The attempt to merge action, drama and politics in one film does not have a positive effect in ‘The Foreigner’. Director Martin Campbell, who previously directed the Bond films ‘GoldenEye’ and ‘Casino Royale’, sometimes doesn’t seem to know whether to focus on action or drama. This compromise does not always benefit the coherence of the whole, a shortcoming that is reinforced by the contrast between the exuberant, sometimes somewhat cartoonish-looking action and the serious, highly politicized message of the story. This last element also makes ‘The Foreigner’ unnecessarily complicated at times.

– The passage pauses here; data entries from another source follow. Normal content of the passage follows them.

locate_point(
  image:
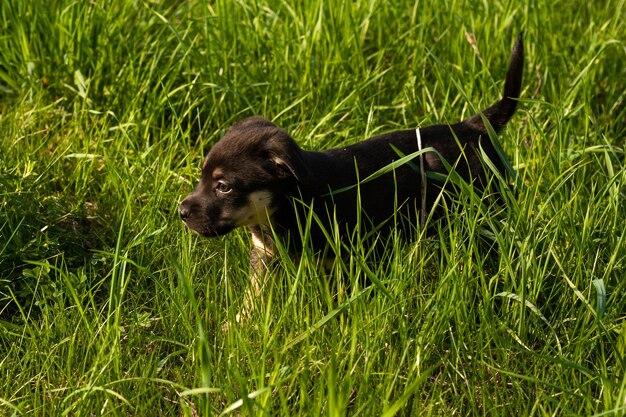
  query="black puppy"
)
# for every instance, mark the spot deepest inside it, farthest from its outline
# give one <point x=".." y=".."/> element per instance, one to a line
<point x="253" y="175"/>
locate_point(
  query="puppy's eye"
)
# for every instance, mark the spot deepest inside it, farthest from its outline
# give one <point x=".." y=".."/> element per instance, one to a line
<point x="222" y="187"/>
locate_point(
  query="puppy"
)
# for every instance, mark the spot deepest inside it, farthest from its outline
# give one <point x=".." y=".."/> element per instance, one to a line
<point x="257" y="176"/>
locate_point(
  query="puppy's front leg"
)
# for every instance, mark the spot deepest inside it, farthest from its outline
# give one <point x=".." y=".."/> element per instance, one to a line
<point x="260" y="258"/>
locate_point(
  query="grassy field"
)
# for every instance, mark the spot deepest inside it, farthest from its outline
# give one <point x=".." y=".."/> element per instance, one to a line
<point x="109" y="306"/>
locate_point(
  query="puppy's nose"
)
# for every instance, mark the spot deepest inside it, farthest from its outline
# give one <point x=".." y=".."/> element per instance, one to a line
<point x="184" y="211"/>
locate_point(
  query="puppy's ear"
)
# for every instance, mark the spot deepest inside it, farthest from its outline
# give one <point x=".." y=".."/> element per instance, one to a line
<point x="287" y="157"/>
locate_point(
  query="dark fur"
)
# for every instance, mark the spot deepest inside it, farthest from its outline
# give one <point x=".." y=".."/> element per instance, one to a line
<point x="256" y="155"/>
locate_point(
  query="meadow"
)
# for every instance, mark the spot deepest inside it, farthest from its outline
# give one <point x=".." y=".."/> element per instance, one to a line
<point x="109" y="306"/>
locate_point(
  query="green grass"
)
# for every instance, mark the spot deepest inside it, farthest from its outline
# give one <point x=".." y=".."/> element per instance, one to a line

Those points of criticism do not detract from the fact that ‘The Foreigner’, certainly as an action film, still scores a satisfactory score. Chan convinces as a serious, sometimes even grim fighter and the story is realistic enough not to raise eyebrows. The print could probably have been stronger and more balanced if the makers had chosen more clearly for pure action and had been a little more frugal with dramatic and political story elements.